Sec.  250.874  Subsea water injection systems.

* * * * *
    (g) * * *
    (2) If a designated USV on a water injection well fails the 
applicable test under Sec.  250.880(c)(4)(ii), you must notify the 
appropriate District Manager and request approval to designate another 
ANSI/API Spec 6A and API Spec. 6AV1 (both incorporated by reference as 
specified in Sec.  250.198) certified subsea valve as your USV.
* * * * *
0
26. Revise Sec.  250.876 to read as follows:


Sec.  250.876  Fired and exhaust heated components.
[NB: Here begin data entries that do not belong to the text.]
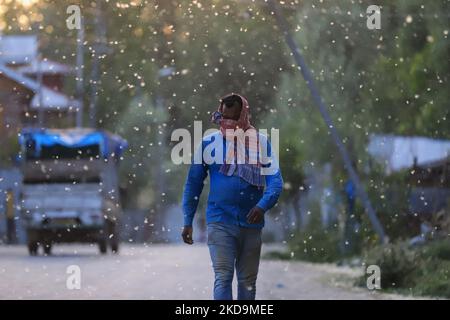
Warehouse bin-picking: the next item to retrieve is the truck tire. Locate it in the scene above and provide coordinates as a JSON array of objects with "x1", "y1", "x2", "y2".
[{"x1": 27, "y1": 241, "x2": 39, "y2": 256}]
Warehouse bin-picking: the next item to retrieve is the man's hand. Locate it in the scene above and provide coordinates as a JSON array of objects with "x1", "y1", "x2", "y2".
[
  {"x1": 181, "y1": 226, "x2": 194, "y2": 244},
  {"x1": 247, "y1": 206, "x2": 264, "y2": 223}
]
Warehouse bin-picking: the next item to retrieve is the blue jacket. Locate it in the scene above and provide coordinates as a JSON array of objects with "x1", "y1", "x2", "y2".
[{"x1": 183, "y1": 132, "x2": 283, "y2": 228}]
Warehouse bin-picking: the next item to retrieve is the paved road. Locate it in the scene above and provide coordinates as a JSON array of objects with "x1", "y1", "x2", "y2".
[{"x1": 0, "y1": 244, "x2": 414, "y2": 299}]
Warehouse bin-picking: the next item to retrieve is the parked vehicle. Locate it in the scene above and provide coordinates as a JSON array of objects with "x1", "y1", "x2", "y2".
[{"x1": 20, "y1": 129, "x2": 127, "y2": 255}]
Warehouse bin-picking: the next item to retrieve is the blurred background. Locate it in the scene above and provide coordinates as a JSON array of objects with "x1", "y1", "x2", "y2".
[{"x1": 0, "y1": 0, "x2": 450, "y2": 297}]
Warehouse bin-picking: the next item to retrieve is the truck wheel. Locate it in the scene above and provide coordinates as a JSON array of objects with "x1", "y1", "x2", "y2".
[
  {"x1": 42, "y1": 242, "x2": 52, "y2": 256},
  {"x1": 98, "y1": 240, "x2": 107, "y2": 254},
  {"x1": 28, "y1": 241, "x2": 39, "y2": 256}
]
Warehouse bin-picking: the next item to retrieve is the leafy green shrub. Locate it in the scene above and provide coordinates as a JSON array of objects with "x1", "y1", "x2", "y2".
[
  {"x1": 413, "y1": 259, "x2": 450, "y2": 298},
  {"x1": 289, "y1": 210, "x2": 341, "y2": 262},
  {"x1": 421, "y1": 240, "x2": 450, "y2": 261},
  {"x1": 358, "y1": 239, "x2": 450, "y2": 298}
]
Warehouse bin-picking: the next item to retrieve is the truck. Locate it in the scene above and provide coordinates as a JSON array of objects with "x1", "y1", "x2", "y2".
[{"x1": 19, "y1": 128, "x2": 127, "y2": 255}]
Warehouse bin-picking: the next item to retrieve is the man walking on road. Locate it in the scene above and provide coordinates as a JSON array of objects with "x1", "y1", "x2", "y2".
[{"x1": 182, "y1": 94, "x2": 283, "y2": 300}]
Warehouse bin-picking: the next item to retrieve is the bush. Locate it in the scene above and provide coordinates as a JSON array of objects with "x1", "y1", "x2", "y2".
[{"x1": 358, "y1": 240, "x2": 450, "y2": 298}]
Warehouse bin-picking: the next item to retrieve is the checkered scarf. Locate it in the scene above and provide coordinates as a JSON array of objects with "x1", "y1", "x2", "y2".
[{"x1": 213, "y1": 95, "x2": 265, "y2": 188}]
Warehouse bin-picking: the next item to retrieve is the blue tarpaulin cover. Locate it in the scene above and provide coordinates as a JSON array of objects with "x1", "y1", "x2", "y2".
[{"x1": 19, "y1": 128, "x2": 128, "y2": 159}]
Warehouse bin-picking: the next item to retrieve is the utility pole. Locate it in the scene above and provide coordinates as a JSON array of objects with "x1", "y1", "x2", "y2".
[
  {"x1": 89, "y1": 0, "x2": 107, "y2": 128},
  {"x1": 269, "y1": 0, "x2": 387, "y2": 244},
  {"x1": 36, "y1": 53, "x2": 44, "y2": 129},
  {"x1": 76, "y1": 17, "x2": 84, "y2": 128}
]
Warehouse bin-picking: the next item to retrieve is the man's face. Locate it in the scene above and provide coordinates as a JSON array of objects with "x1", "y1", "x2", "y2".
[{"x1": 222, "y1": 102, "x2": 242, "y2": 121}]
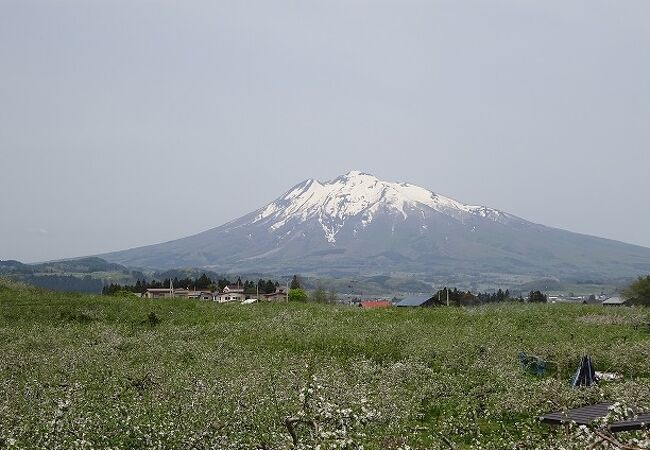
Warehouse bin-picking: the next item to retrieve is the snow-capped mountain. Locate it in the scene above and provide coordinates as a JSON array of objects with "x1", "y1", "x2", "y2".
[
  {"x1": 252, "y1": 171, "x2": 518, "y2": 244},
  {"x1": 102, "y1": 171, "x2": 650, "y2": 278}
]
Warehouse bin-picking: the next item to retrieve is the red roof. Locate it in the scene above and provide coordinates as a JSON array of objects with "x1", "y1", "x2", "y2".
[{"x1": 359, "y1": 300, "x2": 390, "y2": 309}]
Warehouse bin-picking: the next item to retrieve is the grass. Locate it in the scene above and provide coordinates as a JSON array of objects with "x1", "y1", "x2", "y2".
[{"x1": 0, "y1": 282, "x2": 650, "y2": 449}]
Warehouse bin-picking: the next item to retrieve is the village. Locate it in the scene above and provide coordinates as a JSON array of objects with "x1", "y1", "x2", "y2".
[{"x1": 133, "y1": 282, "x2": 627, "y2": 309}]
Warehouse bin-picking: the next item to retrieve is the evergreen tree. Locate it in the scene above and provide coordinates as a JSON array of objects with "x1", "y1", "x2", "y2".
[
  {"x1": 528, "y1": 291, "x2": 547, "y2": 303},
  {"x1": 623, "y1": 275, "x2": 650, "y2": 306}
]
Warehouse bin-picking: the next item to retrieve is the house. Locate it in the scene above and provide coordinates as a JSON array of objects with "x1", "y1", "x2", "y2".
[
  {"x1": 359, "y1": 300, "x2": 391, "y2": 309},
  {"x1": 187, "y1": 291, "x2": 214, "y2": 300},
  {"x1": 223, "y1": 284, "x2": 244, "y2": 294},
  {"x1": 395, "y1": 295, "x2": 441, "y2": 308},
  {"x1": 262, "y1": 287, "x2": 288, "y2": 301},
  {"x1": 214, "y1": 289, "x2": 246, "y2": 303},
  {"x1": 602, "y1": 297, "x2": 627, "y2": 306},
  {"x1": 142, "y1": 288, "x2": 174, "y2": 298}
]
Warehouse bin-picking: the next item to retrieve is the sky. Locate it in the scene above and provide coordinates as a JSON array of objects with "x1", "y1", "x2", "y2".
[{"x1": 0, "y1": 0, "x2": 650, "y2": 262}]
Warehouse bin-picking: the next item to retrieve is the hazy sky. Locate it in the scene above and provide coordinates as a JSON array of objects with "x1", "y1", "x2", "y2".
[{"x1": 0, "y1": 0, "x2": 650, "y2": 261}]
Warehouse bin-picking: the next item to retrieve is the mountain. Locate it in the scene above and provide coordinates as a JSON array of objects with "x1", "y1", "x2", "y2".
[{"x1": 101, "y1": 171, "x2": 650, "y2": 279}]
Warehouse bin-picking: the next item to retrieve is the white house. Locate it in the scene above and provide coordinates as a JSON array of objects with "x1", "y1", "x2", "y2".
[{"x1": 214, "y1": 289, "x2": 246, "y2": 303}]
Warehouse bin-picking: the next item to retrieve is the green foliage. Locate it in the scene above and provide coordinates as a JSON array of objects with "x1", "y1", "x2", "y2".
[
  {"x1": 309, "y1": 285, "x2": 329, "y2": 303},
  {"x1": 289, "y1": 289, "x2": 309, "y2": 302},
  {"x1": 624, "y1": 275, "x2": 650, "y2": 306},
  {"x1": 528, "y1": 291, "x2": 548, "y2": 303},
  {"x1": 0, "y1": 283, "x2": 650, "y2": 450}
]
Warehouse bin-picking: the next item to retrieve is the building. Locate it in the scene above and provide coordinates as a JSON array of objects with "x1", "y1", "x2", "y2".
[
  {"x1": 187, "y1": 291, "x2": 214, "y2": 300},
  {"x1": 602, "y1": 297, "x2": 627, "y2": 306},
  {"x1": 223, "y1": 284, "x2": 244, "y2": 294},
  {"x1": 359, "y1": 300, "x2": 391, "y2": 309},
  {"x1": 262, "y1": 287, "x2": 288, "y2": 301},
  {"x1": 395, "y1": 295, "x2": 441, "y2": 308},
  {"x1": 142, "y1": 288, "x2": 174, "y2": 298},
  {"x1": 214, "y1": 289, "x2": 246, "y2": 303}
]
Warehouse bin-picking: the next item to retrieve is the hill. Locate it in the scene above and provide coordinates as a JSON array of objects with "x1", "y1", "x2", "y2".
[
  {"x1": 0, "y1": 283, "x2": 650, "y2": 450},
  {"x1": 101, "y1": 172, "x2": 650, "y2": 280}
]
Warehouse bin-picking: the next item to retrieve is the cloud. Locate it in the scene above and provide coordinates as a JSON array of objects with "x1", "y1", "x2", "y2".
[{"x1": 27, "y1": 228, "x2": 50, "y2": 236}]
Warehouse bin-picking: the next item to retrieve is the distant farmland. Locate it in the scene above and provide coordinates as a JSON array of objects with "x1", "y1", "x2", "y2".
[{"x1": 0, "y1": 282, "x2": 650, "y2": 449}]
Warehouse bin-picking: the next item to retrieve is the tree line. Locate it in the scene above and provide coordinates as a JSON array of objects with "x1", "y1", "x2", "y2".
[
  {"x1": 433, "y1": 287, "x2": 548, "y2": 306},
  {"x1": 102, "y1": 274, "x2": 288, "y2": 295}
]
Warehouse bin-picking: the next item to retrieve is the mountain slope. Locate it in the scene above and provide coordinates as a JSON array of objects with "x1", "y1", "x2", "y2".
[{"x1": 102, "y1": 172, "x2": 650, "y2": 278}]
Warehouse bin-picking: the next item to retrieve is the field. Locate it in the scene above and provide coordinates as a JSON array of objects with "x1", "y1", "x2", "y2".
[{"x1": 0, "y1": 282, "x2": 650, "y2": 450}]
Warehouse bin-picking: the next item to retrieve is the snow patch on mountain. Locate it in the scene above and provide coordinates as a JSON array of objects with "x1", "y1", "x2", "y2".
[{"x1": 251, "y1": 171, "x2": 514, "y2": 244}]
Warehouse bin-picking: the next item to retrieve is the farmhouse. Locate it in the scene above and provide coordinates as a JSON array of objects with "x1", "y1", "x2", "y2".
[
  {"x1": 603, "y1": 297, "x2": 627, "y2": 306},
  {"x1": 396, "y1": 295, "x2": 440, "y2": 308},
  {"x1": 262, "y1": 287, "x2": 287, "y2": 301},
  {"x1": 142, "y1": 288, "x2": 174, "y2": 298},
  {"x1": 214, "y1": 289, "x2": 246, "y2": 303},
  {"x1": 359, "y1": 300, "x2": 391, "y2": 309},
  {"x1": 223, "y1": 283, "x2": 244, "y2": 294}
]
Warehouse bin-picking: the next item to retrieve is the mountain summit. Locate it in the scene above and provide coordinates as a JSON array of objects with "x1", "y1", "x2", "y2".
[
  {"x1": 102, "y1": 171, "x2": 650, "y2": 278},
  {"x1": 253, "y1": 171, "x2": 517, "y2": 244}
]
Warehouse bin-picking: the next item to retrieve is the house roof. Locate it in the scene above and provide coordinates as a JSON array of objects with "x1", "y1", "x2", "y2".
[
  {"x1": 603, "y1": 297, "x2": 627, "y2": 305},
  {"x1": 397, "y1": 295, "x2": 431, "y2": 306},
  {"x1": 359, "y1": 300, "x2": 390, "y2": 309}
]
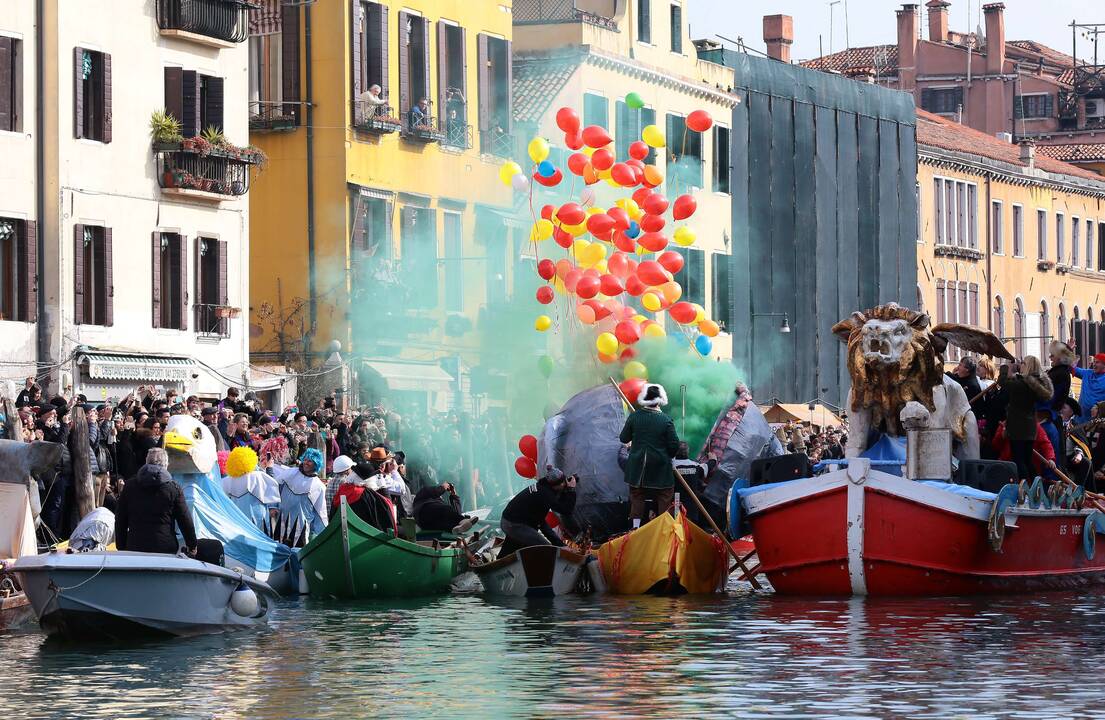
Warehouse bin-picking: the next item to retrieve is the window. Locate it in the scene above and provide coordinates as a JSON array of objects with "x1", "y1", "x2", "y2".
[
  {"x1": 0, "y1": 218, "x2": 38, "y2": 322},
  {"x1": 714, "y1": 125, "x2": 729, "y2": 194},
  {"x1": 583, "y1": 93, "x2": 610, "y2": 127},
  {"x1": 1013, "y1": 93, "x2": 1055, "y2": 120},
  {"x1": 670, "y1": 2, "x2": 683, "y2": 54},
  {"x1": 196, "y1": 237, "x2": 230, "y2": 338},
  {"x1": 73, "y1": 47, "x2": 112, "y2": 142},
  {"x1": 990, "y1": 200, "x2": 1006, "y2": 255},
  {"x1": 476, "y1": 33, "x2": 514, "y2": 158},
  {"x1": 0, "y1": 36, "x2": 23, "y2": 133},
  {"x1": 1013, "y1": 205, "x2": 1024, "y2": 257},
  {"x1": 1036, "y1": 210, "x2": 1048, "y2": 260},
  {"x1": 636, "y1": 0, "x2": 652, "y2": 42},
  {"x1": 443, "y1": 212, "x2": 464, "y2": 313},
  {"x1": 73, "y1": 224, "x2": 115, "y2": 326},
  {"x1": 152, "y1": 231, "x2": 188, "y2": 330},
  {"x1": 165, "y1": 67, "x2": 224, "y2": 138},
  {"x1": 666, "y1": 114, "x2": 702, "y2": 188},
  {"x1": 920, "y1": 87, "x2": 964, "y2": 115},
  {"x1": 711, "y1": 253, "x2": 733, "y2": 330}
]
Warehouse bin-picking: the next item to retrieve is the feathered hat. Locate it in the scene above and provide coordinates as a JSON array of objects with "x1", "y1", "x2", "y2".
[{"x1": 636, "y1": 383, "x2": 667, "y2": 407}]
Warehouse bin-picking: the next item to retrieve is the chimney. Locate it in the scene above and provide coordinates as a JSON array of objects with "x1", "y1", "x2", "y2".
[
  {"x1": 926, "y1": 0, "x2": 951, "y2": 42},
  {"x1": 897, "y1": 3, "x2": 918, "y2": 92},
  {"x1": 982, "y1": 2, "x2": 1006, "y2": 75},
  {"x1": 764, "y1": 15, "x2": 794, "y2": 63},
  {"x1": 1019, "y1": 140, "x2": 1035, "y2": 168}
]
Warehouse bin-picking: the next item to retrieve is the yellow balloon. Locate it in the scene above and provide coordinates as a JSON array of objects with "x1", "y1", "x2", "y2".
[
  {"x1": 672, "y1": 225, "x2": 696, "y2": 247},
  {"x1": 528, "y1": 138, "x2": 549, "y2": 163},
  {"x1": 498, "y1": 160, "x2": 522, "y2": 188},
  {"x1": 594, "y1": 332, "x2": 618, "y2": 354},
  {"x1": 529, "y1": 218, "x2": 553, "y2": 242},
  {"x1": 641, "y1": 125, "x2": 666, "y2": 148}
]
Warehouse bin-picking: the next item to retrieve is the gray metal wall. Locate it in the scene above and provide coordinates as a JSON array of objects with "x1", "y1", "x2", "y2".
[{"x1": 724, "y1": 52, "x2": 917, "y2": 406}]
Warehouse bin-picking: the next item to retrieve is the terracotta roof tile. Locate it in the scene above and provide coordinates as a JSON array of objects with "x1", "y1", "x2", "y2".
[{"x1": 917, "y1": 108, "x2": 1105, "y2": 182}]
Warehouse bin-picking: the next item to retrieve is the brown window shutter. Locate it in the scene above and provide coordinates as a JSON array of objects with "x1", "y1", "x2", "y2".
[
  {"x1": 476, "y1": 33, "x2": 492, "y2": 133},
  {"x1": 73, "y1": 47, "x2": 84, "y2": 138},
  {"x1": 399, "y1": 11, "x2": 411, "y2": 115},
  {"x1": 19, "y1": 220, "x2": 39, "y2": 322},
  {"x1": 73, "y1": 225, "x2": 84, "y2": 325},
  {"x1": 177, "y1": 235, "x2": 188, "y2": 330},
  {"x1": 165, "y1": 67, "x2": 185, "y2": 121},
  {"x1": 102, "y1": 227, "x2": 115, "y2": 327},
  {"x1": 104, "y1": 53, "x2": 112, "y2": 142},
  {"x1": 150, "y1": 230, "x2": 161, "y2": 328},
  {"x1": 281, "y1": 6, "x2": 301, "y2": 125}
]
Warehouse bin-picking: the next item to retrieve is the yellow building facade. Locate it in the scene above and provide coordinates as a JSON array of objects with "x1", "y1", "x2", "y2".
[
  {"x1": 250, "y1": 0, "x2": 513, "y2": 404},
  {"x1": 917, "y1": 110, "x2": 1105, "y2": 364}
]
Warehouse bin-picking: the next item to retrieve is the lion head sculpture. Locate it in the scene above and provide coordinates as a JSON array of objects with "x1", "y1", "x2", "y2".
[{"x1": 832, "y1": 303, "x2": 1013, "y2": 430}]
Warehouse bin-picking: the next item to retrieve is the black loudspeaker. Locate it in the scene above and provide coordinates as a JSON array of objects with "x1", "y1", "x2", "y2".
[
  {"x1": 956, "y1": 460, "x2": 1018, "y2": 493},
  {"x1": 748, "y1": 453, "x2": 810, "y2": 487}
]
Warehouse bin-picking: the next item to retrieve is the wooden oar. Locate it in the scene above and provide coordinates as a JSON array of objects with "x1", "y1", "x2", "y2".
[{"x1": 608, "y1": 378, "x2": 762, "y2": 590}]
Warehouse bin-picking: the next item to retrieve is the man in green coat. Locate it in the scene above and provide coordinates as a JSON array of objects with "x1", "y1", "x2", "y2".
[{"x1": 621, "y1": 384, "x2": 680, "y2": 526}]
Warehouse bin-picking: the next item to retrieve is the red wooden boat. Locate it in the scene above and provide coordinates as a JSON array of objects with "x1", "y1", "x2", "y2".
[{"x1": 741, "y1": 458, "x2": 1105, "y2": 595}]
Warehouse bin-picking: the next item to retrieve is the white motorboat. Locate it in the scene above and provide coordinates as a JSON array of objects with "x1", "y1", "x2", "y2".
[{"x1": 11, "y1": 552, "x2": 277, "y2": 639}]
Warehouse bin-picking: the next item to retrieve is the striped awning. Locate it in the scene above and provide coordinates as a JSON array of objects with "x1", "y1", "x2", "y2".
[
  {"x1": 250, "y1": 0, "x2": 282, "y2": 35},
  {"x1": 77, "y1": 352, "x2": 194, "y2": 382}
]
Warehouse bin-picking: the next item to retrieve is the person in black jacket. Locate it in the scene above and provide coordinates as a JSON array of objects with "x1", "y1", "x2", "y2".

    No later than September 7, 2018, and at least once every 5 years 
thereafter, you must have a qualified third-party inspect, and then you 
must repair or replace, as needed, the fire tube for tube-type heaters 
that are equipped with either automatically controlled natural or 
forced draft burners installed in either atmospheric or pressure 
vessels that heat hydrocarbons and/or glycol. If inspection indicates 
tube-type heater deficiencies, you must complete and document repairs 
or replacements. You must document the inspection results, retain such 
documentation for at least 5 years, and make the documentation 
available to BSEE upon request.
0
27. Amend Sec.  250.880 by revising paragraphs (a) introductory text, 
(a)(1) (c)(1)(i), (c)(2)(iv), (c)(4)(i) and (iii) to read as follows:


Sec.  250.880  Production safety system testing.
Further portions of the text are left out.